When I saw Eliaichi Kimaro’s moving and complex documentary A Lot Like You at the Seattle International Film Festival in June 2011, one of my first responses to this film was to recognize it as a model for a personal and family accountability process. Having just finished reviewing The Revolution Starts at Home: Confronting Intimate Violence Within Activist Communities for Bitch magazine, I was interested in seeing more concrete examples of community accountability, which the authors define as “any strategy to address violence, abuse or harm that creates safety, justice, reparations, and healing without relying on police, prisons, childhood protective services, or any other state systems.” A Lot Like You brings to life the complicated, messy, beautiful, and liberatory process of addressing harm and seeking healing within a family context.

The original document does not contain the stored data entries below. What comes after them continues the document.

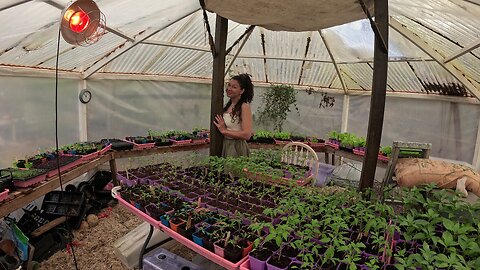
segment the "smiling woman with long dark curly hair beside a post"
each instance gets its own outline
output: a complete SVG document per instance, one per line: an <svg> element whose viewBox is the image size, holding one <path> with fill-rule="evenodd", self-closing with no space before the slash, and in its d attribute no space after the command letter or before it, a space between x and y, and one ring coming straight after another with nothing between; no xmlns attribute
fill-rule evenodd
<svg viewBox="0 0 480 270"><path fill-rule="evenodd" d="M248 74L233 76L226 89L230 100L223 108L223 116L215 116L213 122L223 134L223 157L250 155L247 140L252 136L253 84Z"/></svg>

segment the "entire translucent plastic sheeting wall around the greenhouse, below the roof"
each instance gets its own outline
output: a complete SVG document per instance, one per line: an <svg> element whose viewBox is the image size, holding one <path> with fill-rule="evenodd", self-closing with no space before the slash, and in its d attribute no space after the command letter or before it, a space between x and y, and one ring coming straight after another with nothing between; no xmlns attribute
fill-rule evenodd
<svg viewBox="0 0 480 270"><path fill-rule="evenodd" d="M0 166L55 145L54 79L0 77ZM145 135L149 129L191 130L210 127L210 92L206 84L91 80L87 107L88 138ZM78 81L59 84L59 143L79 139ZM255 89L256 117L262 88ZM340 130L343 98L333 108L319 108L319 94L299 91L300 114L289 114L284 130L323 137ZM350 97L348 130L366 136L370 96ZM394 140L431 142L432 156L472 162L480 106L444 101L387 98L382 145ZM258 125L254 125L258 130Z"/></svg>

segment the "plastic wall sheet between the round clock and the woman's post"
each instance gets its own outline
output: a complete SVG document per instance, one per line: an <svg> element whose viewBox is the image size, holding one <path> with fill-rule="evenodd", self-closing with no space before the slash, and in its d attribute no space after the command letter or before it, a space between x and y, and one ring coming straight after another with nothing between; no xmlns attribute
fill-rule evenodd
<svg viewBox="0 0 480 270"><path fill-rule="evenodd" d="M206 84L92 80L87 104L88 138L124 138L194 127L210 128L210 91Z"/></svg>

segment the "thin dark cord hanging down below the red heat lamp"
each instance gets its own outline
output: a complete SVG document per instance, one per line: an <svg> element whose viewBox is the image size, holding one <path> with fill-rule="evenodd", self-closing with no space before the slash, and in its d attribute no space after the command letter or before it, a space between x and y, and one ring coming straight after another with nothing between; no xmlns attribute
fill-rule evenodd
<svg viewBox="0 0 480 270"><path fill-rule="evenodd" d="M62 201L63 196L63 183L62 183L62 174L60 173L60 153L58 151L58 59L60 56L60 28L62 25L58 27L58 36L57 36L57 54L55 59L55 154L57 155L57 173L58 173L58 180L60 181L60 201ZM67 216L67 202L65 203L65 224L67 226L67 231L73 240L73 234L70 230L69 219ZM75 269L78 270L77 258L75 257L75 249L74 245L70 245L72 255L73 255L73 262L75 263Z"/></svg>

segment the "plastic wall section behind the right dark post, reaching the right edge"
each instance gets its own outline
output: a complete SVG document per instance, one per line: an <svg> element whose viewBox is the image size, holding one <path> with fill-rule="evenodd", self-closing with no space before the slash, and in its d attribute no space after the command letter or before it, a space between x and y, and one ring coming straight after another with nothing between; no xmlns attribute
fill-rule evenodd
<svg viewBox="0 0 480 270"><path fill-rule="evenodd" d="M366 136L370 96L350 97L348 131ZM382 145L432 143L431 156L472 163L480 106L387 97Z"/></svg>

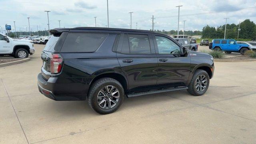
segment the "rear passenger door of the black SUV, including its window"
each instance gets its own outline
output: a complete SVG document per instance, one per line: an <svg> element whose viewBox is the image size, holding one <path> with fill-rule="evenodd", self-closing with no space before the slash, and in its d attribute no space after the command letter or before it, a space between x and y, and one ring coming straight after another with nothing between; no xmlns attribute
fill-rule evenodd
<svg viewBox="0 0 256 144"><path fill-rule="evenodd" d="M116 55L129 89L156 84L158 62L151 35L121 34Z"/></svg>

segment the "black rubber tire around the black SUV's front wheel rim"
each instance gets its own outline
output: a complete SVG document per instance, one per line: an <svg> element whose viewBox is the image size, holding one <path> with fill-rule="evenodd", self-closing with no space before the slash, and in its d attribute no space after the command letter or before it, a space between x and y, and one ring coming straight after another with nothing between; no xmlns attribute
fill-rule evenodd
<svg viewBox="0 0 256 144"><path fill-rule="evenodd" d="M199 78L199 76L205 76L205 78L206 78L206 87L204 88L204 90L202 91L202 92L200 92L200 89L199 89L199 91L197 90L197 86L198 85L196 85L196 81L197 81L197 79ZM205 80L205 79L204 79ZM194 96L202 96L206 91L207 91L207 89L208 89L208 87L209 87L209 84L210 84L210 78L209 78L209 75L208 75L208 73L205 71L205 70L196 70L195 72L194 72L194 75L193 75L193 77L192 77L192 80L190 81L190 84L188 85L188 92L190 93L190 94L192 94L192 95L194 95ZM201 84L200 86L202 86L202 87L204 87L205 85L203 85L203 84Z"/></svg>

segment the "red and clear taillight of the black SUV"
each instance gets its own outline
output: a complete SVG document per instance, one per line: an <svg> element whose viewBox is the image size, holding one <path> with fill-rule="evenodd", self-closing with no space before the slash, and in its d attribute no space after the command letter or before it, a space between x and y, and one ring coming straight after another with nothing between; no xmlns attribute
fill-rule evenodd
<svg viewBox="0 0 256 144"><path fill-rule="evenodd" d="M62 68L62 57L60 54L52 54L50 57L51 74L58 74Z"/></svg>

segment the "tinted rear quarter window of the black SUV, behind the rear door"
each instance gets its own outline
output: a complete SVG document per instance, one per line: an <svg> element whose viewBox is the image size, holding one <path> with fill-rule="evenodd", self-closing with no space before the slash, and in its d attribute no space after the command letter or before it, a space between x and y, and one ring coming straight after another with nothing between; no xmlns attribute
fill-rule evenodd
<svg viewBox="0 0 256 144"><path fill-rule="evenodd" d="M94 52L107 36L108 34L69 33L61 52Z"/></svg>

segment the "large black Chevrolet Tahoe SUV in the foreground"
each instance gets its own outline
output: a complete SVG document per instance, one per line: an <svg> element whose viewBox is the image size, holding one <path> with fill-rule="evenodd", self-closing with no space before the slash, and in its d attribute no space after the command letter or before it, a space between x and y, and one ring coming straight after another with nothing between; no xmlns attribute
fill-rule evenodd
<svg viewBox="0 0 256 144"><path fill-rule="evenodd" d="M214 73L209 54L148 30L80 27L50 33L39 91L53 100L88 100L100 114L116 111L124 96L174 90L200 96Z"/></svg>

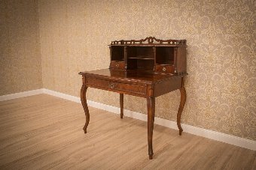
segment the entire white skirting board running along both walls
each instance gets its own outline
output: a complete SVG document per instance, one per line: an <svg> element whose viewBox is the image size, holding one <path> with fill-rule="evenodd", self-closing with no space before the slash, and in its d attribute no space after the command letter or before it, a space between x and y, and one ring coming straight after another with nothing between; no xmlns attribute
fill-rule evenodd
<svg viewBox="0 0 256 170"><path fill-rule="evenodd" d="M38 90L34 90L34 91L25 91L25 92L21 92L21 93L17 93L17 94L8 94L8 95L4 95L4 96L0 96L0 101L4 101L4 100L11 100L11 99L16 99L16 98L20 98L20 97L27 97L27 96L32 96L35 94L49 94L55 97L60 97L62 99L66 99L66 100L70 100L76 103L81 103L81 100L79 97L74 97L71 96L69 94L62 94L56 91L51 91L45 88L41 88ZM92 106L98 109L103 109L105 111L108 112L114 112L117 114L120 114L120 108L115 107L115 106L109 106L106 104L102 104L102 103L98 103L98 102L94 102L92 100L87 100L87 104L88 106ZM123 115L130 117L130 118L136 118L142 121L148 121L147 115L139 113L139 112L133 112L127 109L123 110ZM163 127L169 127L175 130L178 130L177 124L175 121L169 121L163 118L155 118L154 119L154 124L158 124L161 125ZM215 132L213 130L206 130L200 127L194 127L194 126L190 126L187 124L181 124L181 127L183 128L185 133L190 133L190 134L194 134L197 136L203 136L206 137L208 139L213 139L219 142L225 142L231 145L236 145L242 148L248 148L251 149L253 151L256 151L256 141L253 140L249 140L249 139L243 139L237 136L231 136L231 135L227 135L225 133L218 133Z"/></svg>

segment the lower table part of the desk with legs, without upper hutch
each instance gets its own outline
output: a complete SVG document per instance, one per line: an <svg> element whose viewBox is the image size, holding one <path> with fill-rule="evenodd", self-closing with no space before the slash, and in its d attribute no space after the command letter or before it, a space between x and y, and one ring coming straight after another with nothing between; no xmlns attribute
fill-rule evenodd
<svg viewBox="0 0 256 170"><path fill-rule="evenodd" d="M123 94L129 94L147 99L148 106L148 155L153 158L152 136L154 128L155 97L162 94L175 91L181 92L181 101L177 114L177 125L179 135L181 135L181 112L186 100L186 91L184 88L184 76L187 73L179 75L169 75L154 73L147 70L115 70L103 69L89 72L81 72L83 85L81 88L81 103L84 107L86 122L84 124L84 133L87 133L87 127L90 121L90 114L87 106L86 92L87 88L99 88L106 91L114 91L120 94L120 118L123 118Z"/></svg>

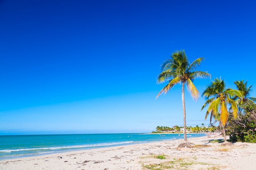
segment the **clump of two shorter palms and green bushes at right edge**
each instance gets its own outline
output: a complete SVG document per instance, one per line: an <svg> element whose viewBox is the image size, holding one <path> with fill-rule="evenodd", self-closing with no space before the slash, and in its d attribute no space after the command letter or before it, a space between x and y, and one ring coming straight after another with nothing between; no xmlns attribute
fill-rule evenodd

I sought out Eliaichi, a Seattle filmmaker and activist, for an interview and was excited to learn that she also sees her film as capturing the beginning of a family accountability process. The film was originally titled Worlds Apart, and its change to A Lot Like You reflects the journey that Eliaichi embarked upon while creating this documentary about her relationship to her father’s side of the family – the Chagga tribe in Tanzania, who live on the slopes of Mt. Kilimanjaro. The first cut of the film emphasized the cultural differences in her family, which “spans many different continents and worlds,” but the final version emphasizes Eliaichi’s connection to her Chagga relatives.
After growing up in Tanzania, her father Sadikiel Kimaro earned a scholarship to pursue his PhD in economics in the US where he met his future wife, Young, a student from Korea. While his five siblings remained behind in Tanzania, Sadikiel spent the next forty years or so working for the IMF, while Young worked at the World Bank. They raised Eliaichi and her brother in a suburb of Washington, DC. After her parents retired to Tanzania, Eliaichi and her partner Tom decided to join them with the intention of filming for nine months, partly because Eliaichi felt only a “hazy connection” to her Tanzanian family in spite of having spent every other summer there as a child.
Setting out to portray culture in Tanzania, they interviewed members of Eliaichi’s family and filmed different aspects of Chagga life, but often bumped into cultural disconnect and miscommunication. In the film’s voiceover narration, Eliaichi describes how “everyone around us performed their version of Chagga culture, one they thought that I, as a tourist, wanted to see.” The first cut of the film was focused on Eliaichi’s father’s story, but included interviews with her two aunts who describe, in brutal detail, how their marriage rituals involved violence. Her aunts did not know that Eliaichi was also a survivor of trauma.